W杯ブラジル戦:大量リードも冷静なレーヴ監督が檄を飛ばした理由

©️imago/Sven Simon

 ドイツ代表で長年指揮をとってきたヨアヒム・レーヴ監督は、決して「火山」のようなイメージをもたれる人物ではなかった。だが時に思いもよらぬ所で怒鳴り声をあげたこともある。それをkickerとのインタビューの中で、2014年に開催されたブラジルW杯準決勝での記憶として語ってくれた。

 前半29分にメスト・エジルからのワンツーで、サミ・ケディラが5−0とするゴールを決めた時、もはや決勝進出は間違いのないものと思われた。開催国であるブラジル代表を相手にして、ドイツ代表が圧倒するその姿はTVを見ていた誰もが細かに記憶していることだろう。

 だがヨアヒム・レーヴ監督の見方は違った。まだ試合は終わってはいない。そう考えていた指揮官はハーフタイムに入った際に、滅多にみせることのない怒鳴り声を挙げて、選手たちへと檄を飛ばしたことを明かしている。

 「時に思いもよらない形で、私だってそうなることもあったさ。例えばそれは2014年ワールドカップ準決勝、ブラジル代表戦で5−0として迎えたハーフタイムだね」と語ったレーヴ氏は、「ああいった前半の後でみせた私の姿に、選手たちも確かに驚いていたよ。ただ逆にリードされている時は、私は慌てるのではなく冷静に対応していたものだがね」とコメント。

 では何故、あの場面で檄を飛ばす必要があったのだろうか?その理由について、レーヴ監督は2012年10月に母国ドイツで味わった、スウェーデン代表との4−4の経験を指摘した。
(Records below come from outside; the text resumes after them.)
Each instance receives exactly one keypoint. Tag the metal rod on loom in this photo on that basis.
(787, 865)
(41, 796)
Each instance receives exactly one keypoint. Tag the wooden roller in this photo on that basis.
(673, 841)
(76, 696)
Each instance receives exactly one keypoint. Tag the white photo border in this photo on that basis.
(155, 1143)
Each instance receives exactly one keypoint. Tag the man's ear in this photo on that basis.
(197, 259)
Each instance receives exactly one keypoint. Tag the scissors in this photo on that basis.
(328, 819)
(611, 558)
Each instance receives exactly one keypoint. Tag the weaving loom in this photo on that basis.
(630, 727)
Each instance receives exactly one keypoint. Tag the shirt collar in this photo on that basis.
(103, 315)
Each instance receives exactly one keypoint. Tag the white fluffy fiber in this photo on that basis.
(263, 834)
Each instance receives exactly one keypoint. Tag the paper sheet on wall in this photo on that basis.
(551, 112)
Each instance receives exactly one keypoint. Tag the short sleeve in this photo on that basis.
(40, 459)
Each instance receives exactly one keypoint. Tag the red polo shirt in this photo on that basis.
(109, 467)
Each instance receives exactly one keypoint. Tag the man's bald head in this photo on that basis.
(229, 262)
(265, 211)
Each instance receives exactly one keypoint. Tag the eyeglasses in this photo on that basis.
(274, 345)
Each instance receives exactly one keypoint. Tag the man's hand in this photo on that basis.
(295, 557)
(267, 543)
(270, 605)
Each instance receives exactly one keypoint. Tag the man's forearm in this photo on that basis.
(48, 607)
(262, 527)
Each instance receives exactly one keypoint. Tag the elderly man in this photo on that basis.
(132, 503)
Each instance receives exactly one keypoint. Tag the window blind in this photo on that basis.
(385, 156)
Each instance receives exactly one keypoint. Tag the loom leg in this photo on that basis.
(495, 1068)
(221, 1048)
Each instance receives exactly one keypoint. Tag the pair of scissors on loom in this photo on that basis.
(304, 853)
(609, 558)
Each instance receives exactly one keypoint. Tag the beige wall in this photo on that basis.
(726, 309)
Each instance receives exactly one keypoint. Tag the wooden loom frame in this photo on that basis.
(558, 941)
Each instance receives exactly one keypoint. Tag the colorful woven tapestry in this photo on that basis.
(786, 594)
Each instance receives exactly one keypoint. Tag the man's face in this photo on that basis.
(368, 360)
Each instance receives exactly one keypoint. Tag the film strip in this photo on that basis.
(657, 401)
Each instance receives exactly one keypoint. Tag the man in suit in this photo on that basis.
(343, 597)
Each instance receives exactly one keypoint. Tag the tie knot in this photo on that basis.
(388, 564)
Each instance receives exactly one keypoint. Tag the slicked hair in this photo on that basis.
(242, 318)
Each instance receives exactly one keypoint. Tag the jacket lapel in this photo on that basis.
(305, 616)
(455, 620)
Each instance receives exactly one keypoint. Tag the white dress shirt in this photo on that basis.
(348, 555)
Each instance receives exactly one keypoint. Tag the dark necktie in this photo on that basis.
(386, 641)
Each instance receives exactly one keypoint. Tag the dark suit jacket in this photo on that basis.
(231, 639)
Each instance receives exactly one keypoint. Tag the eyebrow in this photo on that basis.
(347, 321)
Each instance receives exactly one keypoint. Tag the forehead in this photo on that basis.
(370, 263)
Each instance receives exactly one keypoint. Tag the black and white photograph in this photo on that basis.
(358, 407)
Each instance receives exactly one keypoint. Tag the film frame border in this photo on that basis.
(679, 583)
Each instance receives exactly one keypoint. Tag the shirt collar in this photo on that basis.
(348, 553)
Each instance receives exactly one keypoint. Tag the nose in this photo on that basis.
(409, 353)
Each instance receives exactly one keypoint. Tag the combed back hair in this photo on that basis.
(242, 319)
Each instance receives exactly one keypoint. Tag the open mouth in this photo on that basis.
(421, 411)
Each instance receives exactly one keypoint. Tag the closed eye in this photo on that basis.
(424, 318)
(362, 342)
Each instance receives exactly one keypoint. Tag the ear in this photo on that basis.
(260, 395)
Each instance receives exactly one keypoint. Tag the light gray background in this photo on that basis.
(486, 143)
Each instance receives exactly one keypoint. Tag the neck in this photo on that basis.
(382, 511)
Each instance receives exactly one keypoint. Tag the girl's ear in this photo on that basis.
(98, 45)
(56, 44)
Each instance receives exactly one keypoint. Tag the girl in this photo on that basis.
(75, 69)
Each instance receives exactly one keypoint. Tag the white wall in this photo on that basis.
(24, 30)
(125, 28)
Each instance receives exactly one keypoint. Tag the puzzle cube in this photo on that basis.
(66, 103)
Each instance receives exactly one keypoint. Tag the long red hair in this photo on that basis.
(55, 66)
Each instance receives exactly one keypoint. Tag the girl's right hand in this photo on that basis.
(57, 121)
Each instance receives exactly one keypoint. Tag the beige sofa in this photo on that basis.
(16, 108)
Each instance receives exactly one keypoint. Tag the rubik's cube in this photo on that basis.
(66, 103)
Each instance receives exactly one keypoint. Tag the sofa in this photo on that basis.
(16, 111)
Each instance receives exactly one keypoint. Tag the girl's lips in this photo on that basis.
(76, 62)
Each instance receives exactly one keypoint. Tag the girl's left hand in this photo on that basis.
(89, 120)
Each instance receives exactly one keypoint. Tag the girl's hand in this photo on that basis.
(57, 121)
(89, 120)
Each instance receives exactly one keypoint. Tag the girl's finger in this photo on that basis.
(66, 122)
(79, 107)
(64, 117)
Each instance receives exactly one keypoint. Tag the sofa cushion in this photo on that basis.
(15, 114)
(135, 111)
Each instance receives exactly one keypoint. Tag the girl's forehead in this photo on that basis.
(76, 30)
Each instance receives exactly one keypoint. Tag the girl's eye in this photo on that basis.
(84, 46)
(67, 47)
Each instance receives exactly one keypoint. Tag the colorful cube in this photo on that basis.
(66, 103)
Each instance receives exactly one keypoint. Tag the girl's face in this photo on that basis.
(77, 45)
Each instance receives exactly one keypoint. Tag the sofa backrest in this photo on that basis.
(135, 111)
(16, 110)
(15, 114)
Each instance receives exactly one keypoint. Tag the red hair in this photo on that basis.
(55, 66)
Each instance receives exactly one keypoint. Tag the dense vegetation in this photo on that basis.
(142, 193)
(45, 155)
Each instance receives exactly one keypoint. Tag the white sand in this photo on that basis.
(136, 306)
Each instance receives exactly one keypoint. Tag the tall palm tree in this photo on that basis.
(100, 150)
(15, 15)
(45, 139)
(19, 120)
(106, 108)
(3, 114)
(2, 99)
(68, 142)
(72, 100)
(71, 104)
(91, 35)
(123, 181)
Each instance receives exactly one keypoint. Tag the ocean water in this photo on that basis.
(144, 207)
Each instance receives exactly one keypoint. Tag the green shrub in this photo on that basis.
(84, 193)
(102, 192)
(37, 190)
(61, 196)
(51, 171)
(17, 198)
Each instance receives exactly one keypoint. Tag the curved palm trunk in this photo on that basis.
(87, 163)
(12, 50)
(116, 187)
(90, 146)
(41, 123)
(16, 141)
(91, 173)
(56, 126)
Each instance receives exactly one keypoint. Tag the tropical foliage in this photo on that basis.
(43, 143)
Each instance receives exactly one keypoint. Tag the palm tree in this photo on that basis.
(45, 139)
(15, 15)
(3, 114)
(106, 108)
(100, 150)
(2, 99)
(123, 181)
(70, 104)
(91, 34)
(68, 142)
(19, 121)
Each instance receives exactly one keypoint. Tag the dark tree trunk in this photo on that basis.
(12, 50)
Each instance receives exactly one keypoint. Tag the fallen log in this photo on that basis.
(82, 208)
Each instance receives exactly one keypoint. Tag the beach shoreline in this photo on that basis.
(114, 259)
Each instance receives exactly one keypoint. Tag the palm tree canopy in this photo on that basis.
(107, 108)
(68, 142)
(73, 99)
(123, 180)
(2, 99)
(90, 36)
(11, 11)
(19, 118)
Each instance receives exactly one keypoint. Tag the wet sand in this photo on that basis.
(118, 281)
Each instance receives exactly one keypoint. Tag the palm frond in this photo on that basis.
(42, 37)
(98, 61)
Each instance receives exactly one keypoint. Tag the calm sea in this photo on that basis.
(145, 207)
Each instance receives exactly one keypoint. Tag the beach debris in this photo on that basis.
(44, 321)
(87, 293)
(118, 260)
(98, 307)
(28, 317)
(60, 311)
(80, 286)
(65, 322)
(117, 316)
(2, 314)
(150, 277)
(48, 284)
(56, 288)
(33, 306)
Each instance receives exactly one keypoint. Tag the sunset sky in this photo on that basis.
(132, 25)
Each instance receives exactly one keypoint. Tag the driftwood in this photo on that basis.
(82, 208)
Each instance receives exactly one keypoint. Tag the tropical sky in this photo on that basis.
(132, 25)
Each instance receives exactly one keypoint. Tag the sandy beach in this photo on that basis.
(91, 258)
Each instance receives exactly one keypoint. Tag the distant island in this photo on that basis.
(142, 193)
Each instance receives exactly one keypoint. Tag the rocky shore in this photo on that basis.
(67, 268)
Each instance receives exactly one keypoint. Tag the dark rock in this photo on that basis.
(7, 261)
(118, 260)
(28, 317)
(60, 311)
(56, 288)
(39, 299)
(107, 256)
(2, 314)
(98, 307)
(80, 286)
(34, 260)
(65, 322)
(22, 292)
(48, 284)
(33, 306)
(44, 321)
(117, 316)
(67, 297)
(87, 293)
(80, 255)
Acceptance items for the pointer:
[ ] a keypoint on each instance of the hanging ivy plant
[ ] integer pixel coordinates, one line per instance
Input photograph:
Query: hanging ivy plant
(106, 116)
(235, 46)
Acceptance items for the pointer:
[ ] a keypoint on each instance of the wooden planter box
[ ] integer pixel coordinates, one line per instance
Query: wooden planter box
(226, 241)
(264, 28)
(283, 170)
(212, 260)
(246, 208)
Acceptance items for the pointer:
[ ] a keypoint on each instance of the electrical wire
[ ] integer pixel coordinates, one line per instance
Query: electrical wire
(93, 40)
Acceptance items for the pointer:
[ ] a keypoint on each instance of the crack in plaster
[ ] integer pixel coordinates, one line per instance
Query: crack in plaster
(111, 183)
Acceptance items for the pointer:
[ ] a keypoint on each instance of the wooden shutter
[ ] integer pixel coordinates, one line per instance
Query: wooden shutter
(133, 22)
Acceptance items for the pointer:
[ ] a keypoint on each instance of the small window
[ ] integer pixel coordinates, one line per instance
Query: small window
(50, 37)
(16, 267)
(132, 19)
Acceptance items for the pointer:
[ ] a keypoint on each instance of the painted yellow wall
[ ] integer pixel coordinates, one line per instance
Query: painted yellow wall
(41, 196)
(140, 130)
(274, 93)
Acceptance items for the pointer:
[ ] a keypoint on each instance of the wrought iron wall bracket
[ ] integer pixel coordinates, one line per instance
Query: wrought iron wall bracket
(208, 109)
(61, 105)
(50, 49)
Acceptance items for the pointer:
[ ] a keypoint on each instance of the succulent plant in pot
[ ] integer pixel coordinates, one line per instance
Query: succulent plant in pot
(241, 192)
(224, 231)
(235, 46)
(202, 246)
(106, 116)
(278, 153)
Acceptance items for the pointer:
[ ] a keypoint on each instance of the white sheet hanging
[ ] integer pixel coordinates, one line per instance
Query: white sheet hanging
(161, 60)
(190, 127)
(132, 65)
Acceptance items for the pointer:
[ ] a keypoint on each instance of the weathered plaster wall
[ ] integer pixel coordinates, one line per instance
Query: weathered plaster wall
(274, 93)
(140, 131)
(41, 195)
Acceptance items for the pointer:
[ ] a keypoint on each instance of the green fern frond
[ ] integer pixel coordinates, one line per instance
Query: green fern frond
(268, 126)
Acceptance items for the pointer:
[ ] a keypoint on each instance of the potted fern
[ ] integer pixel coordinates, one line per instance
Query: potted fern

「まず第一に私にはかつて、4−0というリードをフイにしてしまった経験があったことだね」

 そして「2つ目の理由は、ブラジル代表がホーム戦で、しかもW杯という舞台で0−5とリードされる事の意味も理解していたからだ。我々の目的はあくまで決勝進出。後半でも集中力は発揮できればそこには到達できるだろう。だがそれと同じくらいに、対戦相手としてブラジル代表を決して軽んじることのないように心がけることも、大切なことだったんだ」とレーヴ監督。

 最終的にドイツ代表は7−1という結果で決勝戦へと進出、アルゼンチン代表との決勝ではマリオ・ゲッツェによる劇的決勝ゴールで歓喜に沸くことになったドイツ代表ではあるのだが、しかしながらその一方でこの準決勝の後半でブラジル代表に対し、決して敬意を欠いたような姿をみせなかったことは、今もなお大切な財産としてドイツ代表に脈々と受け継がれている。